|Photo by Thierry Nogaro (Oiseaux)|
rufous-throated antbird (en); mãe-de-taoca-de-garganta-vermelha (pt); fourmilier à gorge rousse (fr); hormiguero gorgirrufo (es); rostkehl-ameisenvogel (de)
This species is found in northern South America, in southern and south-eastern Venezuela, marginally into eastern Colombia, and in the Guyanas and northern Brazil, north of the Amazon river.
These birds are 15 cm long and weigh 25-30 g.
The rufous-throated antbirds is found in the understory of lowland tropical rainforests, from sea level up to an altitude of 600 m.
They often follow army ant swarms, hunting insects, spiders and other small invertebrates flushed by the ants.

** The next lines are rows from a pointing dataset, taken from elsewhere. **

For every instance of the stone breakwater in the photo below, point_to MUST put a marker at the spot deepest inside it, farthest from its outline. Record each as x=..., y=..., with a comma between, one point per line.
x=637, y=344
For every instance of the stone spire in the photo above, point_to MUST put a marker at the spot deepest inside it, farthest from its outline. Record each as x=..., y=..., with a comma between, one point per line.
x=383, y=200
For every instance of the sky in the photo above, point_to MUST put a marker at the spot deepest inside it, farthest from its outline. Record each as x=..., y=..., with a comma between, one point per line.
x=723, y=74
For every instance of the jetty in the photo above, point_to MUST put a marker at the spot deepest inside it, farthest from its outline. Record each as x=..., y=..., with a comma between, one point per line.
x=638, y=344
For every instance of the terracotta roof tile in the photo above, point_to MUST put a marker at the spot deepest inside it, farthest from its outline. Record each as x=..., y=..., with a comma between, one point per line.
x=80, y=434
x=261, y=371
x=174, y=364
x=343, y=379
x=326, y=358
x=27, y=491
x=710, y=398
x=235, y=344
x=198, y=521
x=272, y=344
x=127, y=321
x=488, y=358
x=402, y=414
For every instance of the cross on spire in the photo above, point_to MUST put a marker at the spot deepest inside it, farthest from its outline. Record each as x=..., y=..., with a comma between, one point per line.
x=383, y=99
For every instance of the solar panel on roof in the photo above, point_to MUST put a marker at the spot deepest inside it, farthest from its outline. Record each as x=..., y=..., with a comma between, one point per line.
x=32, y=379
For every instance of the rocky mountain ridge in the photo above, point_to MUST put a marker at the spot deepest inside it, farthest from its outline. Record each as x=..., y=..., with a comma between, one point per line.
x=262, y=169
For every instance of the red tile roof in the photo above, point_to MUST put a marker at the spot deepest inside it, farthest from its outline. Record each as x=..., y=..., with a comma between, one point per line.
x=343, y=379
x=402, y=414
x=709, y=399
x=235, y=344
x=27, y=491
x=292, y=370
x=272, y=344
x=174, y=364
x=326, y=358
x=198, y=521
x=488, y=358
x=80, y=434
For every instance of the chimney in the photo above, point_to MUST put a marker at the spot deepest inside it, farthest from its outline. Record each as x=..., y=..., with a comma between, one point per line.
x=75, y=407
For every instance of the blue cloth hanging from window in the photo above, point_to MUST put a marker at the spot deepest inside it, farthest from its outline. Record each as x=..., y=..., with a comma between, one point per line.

Rufous-throated antbirds nest in a cup made of dead leaves and other plant materials, placed near the ground on a tree cavity or dead stump. There the female lays 2 eggs which are incubated by both parents. The is no information regarding the length of the incubation period. The chicks are raised by both parents and fledge around 13 days after hatching. They will continue to be brooded by the parents for 1 week after fledging.
IUCN status - LC (Least Concern)
This species has a very large breeding range and is described as fairly common. The rufous-throated antbird is suspected to loose 10% of their habitat in the next 15 years, based on current models of Amazonian deforestation, but is not currently threatened.